Benjamin Netanyahou peut en rêver. Stopper le programme nucléaire iranien et mettre fin au régime des mollahs peut être tentant pour le chef du gouvernement israélien. Il estime déjà qu’il a ou qu’il va éliminer le Hamas et le Hezbollah. Mais une telle offensive, très probablement aérienne, quel que soit son succès, ne resterait pas sans conséquence. La Russie laisserait-elle son allié l’Iran, qui lui fournit des armes contre l’Ukraine, subir une défaite ? Pourrait-elle accepter que le régime des mollahs chute et soit remplacé par un système politique et institutionnel proche de l’Occident ? L’armée russe présente en Syrie recevrait-elle l’ordre de menacer Israël ? Les États-Unis ne pourraient pas l’admettre.
Et si la Corée du Nord mettait ses menaces à exécution ?

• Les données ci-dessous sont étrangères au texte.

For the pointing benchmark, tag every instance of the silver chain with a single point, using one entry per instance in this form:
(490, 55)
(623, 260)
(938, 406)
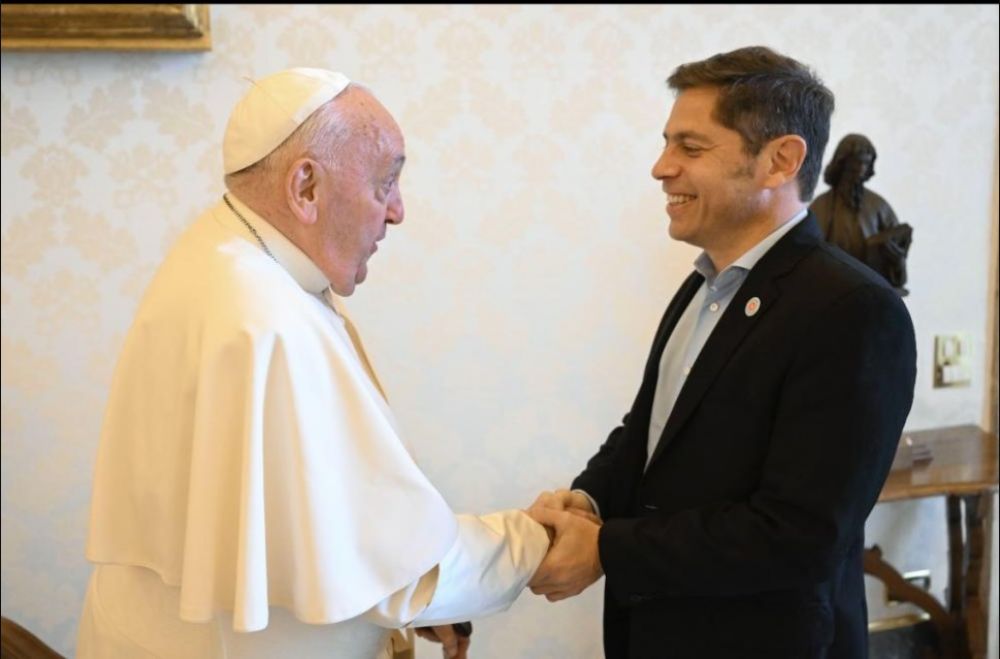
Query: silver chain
(249, 226)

Kim Jong-un promet à son voisin du Sud et à son allié américain le pire des sorts. L’alliance passée avec la Russie le renforce. Le 30 octobre, l’essai d’un missile balistique de très haute performance a permis d’évaluer ses progrès en matière de vecteur. Désormais, il pourrait atteindre la côte californienne. Mais les États-Unis ont surtout réagi avec vigueur à l’envoi de troupes nord-coréennes en Russie, vers le front ukrainien. Leur engagement provoquerait un changement de nature du conflit. Même si l’alliance de Pyongyang avec Moscou déplaît à Pékin, les Chinois ne semblent pas pouvoir retenir les Nord-Coréens. Or, les Américains soutiennent sans réserve le Sud depuis la guerre de 1953 où ils se sont engagés militairement de manière très forte. Leur plus grande base militaire à l’étranger se trouve à 60 km au sud de Séoul. Kim Jong-un joue en permanence avec le feu.
Et si la Chine envahissait Taïwan ?
La course aux armements de la Chine est spectaculaire. Elle veut doubler sa capacité nucléaire pour la porter à terme à mille têtes. Sa flotte s’accroît tous les trois ans de l’équivalent de la flotte militaire française. Son agressivité en mer de Chine, et au-delà, est permanente : intimidation de navires croisant dans des eaux qu’elle revendique, îlots occupés indûment et transformés en bases militaires, etc. Elle multiplie autour de Taïwan les exercices pour montrer sa capacité à faire le siège de l’île, sinon à l’envahir. La puissance militaire chinoise inquiète. Mais l’Empire du Milieu ne va pas si bien. La croissance stagne à 4,6 %, les ventes au détail n’ont augmenté que de 2 %, et les investissements immobiliers ont baissé de près de 10 %. Plus grave encore, la démographie est catastrophique. En 2021, le taux de fécondité par femme dépassait à peine 1 %, soit à peine la moitié du taux de renouvellement de la population. Une Chine affaiblie économiquement n’en est que plus dangereuse. Une bonne dose de nationalisme aide à faire oublier les tracas économiques.